The earthquake hit at 10:54 a.m., 35 miles southwest of Seattle, according to the National Earthquake Information Center in Golden, Colo. It was the largest quake to hit the region since a 7.1 quake near Olympia that killed eight people in 1949. A 6.5 earthquake hit in 1965, injuring at least 31 people.

"The ground felt like it was Jell-O, cars were swaying, trucks were swaying," said Tim Jacobson, who works at Seattle Air Cargo.

In Seattle and in Portland, Ore., 140 miles from the epicenter, the shaking sent people diving under desks and running into streets. Showers of bricks crushed cars, and three people in the Seattle area were seriously injured when they were struck by falling debris.

Hundreds of thousands of people across the region temporarily lost power. Seattle-Tacoma International Airport was closed for several hours, and U.S. Highway 101 buckled in several places.

However, the state Department of Transportation said there were no reports of major damage to bridges, as San Francisco faced after the deadly 7.1-magnitude World Series quake in 1989. In Washington state, a $65 million retrofitting program that began in 1990 improved more than 300 bridges.

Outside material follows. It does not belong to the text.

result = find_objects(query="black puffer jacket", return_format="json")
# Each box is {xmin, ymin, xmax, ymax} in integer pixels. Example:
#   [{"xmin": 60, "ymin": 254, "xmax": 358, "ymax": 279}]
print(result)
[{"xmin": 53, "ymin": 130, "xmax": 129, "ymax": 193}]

"We would look at the retrofit program as having paid for itself and shown a success," said Ed Henley, a bridge management engineer. Though there were no collapses, some highways and bridges sustained lesser damage and were being checked for damage.

The earthquake struck the day President Bush proposed to kill a federal program designed to help communities protect themselves against the effects of natural disasters.

Bush's budget recommends saving $25 million by ending the Project Impact disaster preparedness program, saying it "has not proven effective." Seattle was one of the nation's first Project Impact communities.

Vikram Prakash, an associate professor at the university's architecture department, said the devastation from January's 7.9-magnitude quake in India was partly due to contractors skimping on materials. Nearly 20,000 people died in that earthquake, and entire cities were leveled.

Building codes here require structures to be able to withstand certain amounts of movement. If they hadn't been followed, Prakash said, "I'm sure we would have seen a lot more (damage)."